Pervasive Development Disorder (PDD)
What are Pervasive Developmental Disorders?
The diagnostic category of pervasive developmental disorders (PDD) refers to a group of disorders characterized by delays in the development of socialization and communication skills. Parents may note symptoms as early as infancy, although the typical age of onset is before 3 years of age. Symptoms may include problems with using and understanding language; difficulty relating to people, objects, and events; unusual play with toys and other objects; difficulty with changes in routine or familiar surroundings, and repetitive body movements or behavior patterns. Autism (a developmental brain disorder characterized by impaired social interaction and communication skills, and a limited range of activities and interests) is the most characteristic and best studied PDD. Other types of PDD include Asperger's Syndrome, Childhood Disintegrative Disorder, and Rett's Syndrome. Children with PDD vary widely in abilities, intelligence, and behaviors. Some children do not speak at all, others speak in limited phrases or conversations, and some have relatively normal language development. Repetitive play skills and limited social skills are generally evident. Unusual responses to sensory information, such as loud noises and lights, are also common.
Is there any treatment?
There is no known cure for PDD. Medications are used to address specific behavioral problems; therapy for children with PDD should be specialized according to need. Some children with PDD benefit from specialized classrooms in which the class size is small and instruction is given on a one-to-one basis. Others function well in standard special education classes or regular classes with additional support.
What is the prognosis?
Early intervention including appropriate and specialized educational programs and support services plays a critical role in improving the outcome of individuals with PDD. PDD is not fatal and does not affect normal life expectancy.
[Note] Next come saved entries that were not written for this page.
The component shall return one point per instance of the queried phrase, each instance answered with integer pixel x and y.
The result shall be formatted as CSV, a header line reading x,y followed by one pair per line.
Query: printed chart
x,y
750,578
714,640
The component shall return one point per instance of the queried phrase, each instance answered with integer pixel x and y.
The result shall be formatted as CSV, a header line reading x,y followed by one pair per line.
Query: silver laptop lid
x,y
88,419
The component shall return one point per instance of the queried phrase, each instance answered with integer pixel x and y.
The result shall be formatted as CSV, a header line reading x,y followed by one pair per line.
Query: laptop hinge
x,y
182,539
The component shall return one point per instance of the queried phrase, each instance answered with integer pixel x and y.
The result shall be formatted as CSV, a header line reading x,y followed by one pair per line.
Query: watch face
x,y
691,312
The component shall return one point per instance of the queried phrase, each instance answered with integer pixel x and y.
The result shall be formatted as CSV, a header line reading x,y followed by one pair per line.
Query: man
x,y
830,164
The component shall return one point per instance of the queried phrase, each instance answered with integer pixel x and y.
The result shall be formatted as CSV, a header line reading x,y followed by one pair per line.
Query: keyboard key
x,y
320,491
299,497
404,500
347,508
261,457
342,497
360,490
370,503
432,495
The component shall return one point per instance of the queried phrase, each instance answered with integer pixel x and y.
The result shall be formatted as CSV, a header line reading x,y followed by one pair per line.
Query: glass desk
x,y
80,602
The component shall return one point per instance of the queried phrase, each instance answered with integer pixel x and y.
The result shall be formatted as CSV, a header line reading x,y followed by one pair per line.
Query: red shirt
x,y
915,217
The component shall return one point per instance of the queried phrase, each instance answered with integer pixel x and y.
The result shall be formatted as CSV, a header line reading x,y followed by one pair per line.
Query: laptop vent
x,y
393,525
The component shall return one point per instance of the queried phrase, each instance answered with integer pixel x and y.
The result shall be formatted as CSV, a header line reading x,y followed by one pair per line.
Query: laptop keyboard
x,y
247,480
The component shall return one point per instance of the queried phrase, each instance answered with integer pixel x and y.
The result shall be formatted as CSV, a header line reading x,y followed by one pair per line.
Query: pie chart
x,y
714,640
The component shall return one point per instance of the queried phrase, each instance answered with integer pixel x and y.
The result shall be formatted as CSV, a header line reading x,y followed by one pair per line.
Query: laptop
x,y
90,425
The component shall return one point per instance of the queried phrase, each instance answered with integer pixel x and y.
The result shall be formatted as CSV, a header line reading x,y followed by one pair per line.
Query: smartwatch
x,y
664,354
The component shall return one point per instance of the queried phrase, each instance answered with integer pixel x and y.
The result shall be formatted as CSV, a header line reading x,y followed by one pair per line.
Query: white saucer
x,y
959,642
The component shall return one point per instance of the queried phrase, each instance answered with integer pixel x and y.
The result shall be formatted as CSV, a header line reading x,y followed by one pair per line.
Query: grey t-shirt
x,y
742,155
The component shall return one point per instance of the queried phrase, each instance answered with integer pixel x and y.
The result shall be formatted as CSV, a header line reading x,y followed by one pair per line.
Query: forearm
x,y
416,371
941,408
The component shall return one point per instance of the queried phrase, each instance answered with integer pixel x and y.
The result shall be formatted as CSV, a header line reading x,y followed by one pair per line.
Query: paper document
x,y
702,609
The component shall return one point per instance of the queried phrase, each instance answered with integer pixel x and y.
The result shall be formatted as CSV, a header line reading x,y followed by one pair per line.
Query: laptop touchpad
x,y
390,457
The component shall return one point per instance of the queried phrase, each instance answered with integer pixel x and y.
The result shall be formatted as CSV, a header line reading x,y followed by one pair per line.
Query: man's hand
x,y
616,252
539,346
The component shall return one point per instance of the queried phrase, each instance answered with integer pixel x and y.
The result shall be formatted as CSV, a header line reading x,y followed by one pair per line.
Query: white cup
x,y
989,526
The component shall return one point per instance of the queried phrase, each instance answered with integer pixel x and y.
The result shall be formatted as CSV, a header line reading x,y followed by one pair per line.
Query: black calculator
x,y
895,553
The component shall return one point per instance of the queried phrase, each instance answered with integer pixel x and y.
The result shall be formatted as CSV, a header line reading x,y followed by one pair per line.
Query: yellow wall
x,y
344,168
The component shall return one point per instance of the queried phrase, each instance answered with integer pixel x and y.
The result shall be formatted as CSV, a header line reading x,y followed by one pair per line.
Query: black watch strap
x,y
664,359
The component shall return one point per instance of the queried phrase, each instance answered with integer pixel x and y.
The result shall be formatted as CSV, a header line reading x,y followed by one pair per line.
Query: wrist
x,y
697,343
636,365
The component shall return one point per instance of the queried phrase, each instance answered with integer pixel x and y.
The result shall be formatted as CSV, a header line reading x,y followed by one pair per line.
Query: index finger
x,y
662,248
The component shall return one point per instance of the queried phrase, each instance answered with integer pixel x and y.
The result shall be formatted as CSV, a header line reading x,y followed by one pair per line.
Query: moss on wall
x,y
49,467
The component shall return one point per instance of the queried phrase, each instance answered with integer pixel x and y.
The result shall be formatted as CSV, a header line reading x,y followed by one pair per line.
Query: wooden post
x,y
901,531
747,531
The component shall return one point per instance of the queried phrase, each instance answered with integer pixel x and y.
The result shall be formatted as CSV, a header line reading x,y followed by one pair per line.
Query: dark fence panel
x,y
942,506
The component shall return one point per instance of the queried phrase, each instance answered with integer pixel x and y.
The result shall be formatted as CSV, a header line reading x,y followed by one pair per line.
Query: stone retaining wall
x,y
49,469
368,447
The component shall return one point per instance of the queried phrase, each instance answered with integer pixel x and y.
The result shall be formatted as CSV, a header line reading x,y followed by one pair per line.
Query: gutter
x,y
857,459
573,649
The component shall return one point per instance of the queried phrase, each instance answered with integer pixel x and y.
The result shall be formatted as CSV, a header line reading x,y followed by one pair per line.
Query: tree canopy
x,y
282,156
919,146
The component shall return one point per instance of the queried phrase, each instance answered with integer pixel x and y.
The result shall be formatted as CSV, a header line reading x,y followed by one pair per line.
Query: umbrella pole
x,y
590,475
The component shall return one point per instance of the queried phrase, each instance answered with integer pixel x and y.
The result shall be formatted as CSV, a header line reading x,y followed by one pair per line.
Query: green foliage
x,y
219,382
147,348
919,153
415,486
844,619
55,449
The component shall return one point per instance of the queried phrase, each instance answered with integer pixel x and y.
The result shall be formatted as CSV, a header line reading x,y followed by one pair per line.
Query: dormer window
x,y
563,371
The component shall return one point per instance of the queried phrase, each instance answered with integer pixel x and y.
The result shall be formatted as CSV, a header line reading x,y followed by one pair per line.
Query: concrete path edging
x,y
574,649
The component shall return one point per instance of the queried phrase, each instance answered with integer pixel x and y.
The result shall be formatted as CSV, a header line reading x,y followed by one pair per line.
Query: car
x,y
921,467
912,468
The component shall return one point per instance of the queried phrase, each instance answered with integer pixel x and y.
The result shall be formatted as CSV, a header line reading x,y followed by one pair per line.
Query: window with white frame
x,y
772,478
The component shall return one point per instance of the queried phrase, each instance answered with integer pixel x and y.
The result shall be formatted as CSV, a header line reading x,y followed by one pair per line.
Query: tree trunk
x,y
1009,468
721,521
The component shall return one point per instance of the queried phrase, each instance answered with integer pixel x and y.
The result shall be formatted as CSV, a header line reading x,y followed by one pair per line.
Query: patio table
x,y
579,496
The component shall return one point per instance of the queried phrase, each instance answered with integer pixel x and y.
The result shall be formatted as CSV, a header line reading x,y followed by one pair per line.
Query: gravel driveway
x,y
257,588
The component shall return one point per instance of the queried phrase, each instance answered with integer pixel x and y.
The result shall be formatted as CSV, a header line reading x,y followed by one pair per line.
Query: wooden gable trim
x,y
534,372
What research is being done?
The NINDS conducts and supports research on developmental disabilities, including PDD. Much of this research focuses on understanding the neurological basis of PDD and on developing techniques to diagnose, treat, prevent, and ultimately cure this and similar disorders.
National Dissemination Center for Children with Disabilities
U.S. Dept. of Education, Office of Special Education Programs
1825 Connecticut Avenue NW, Suite 700
Washington, DC 20009
National Institute of Mental Health (NIMH)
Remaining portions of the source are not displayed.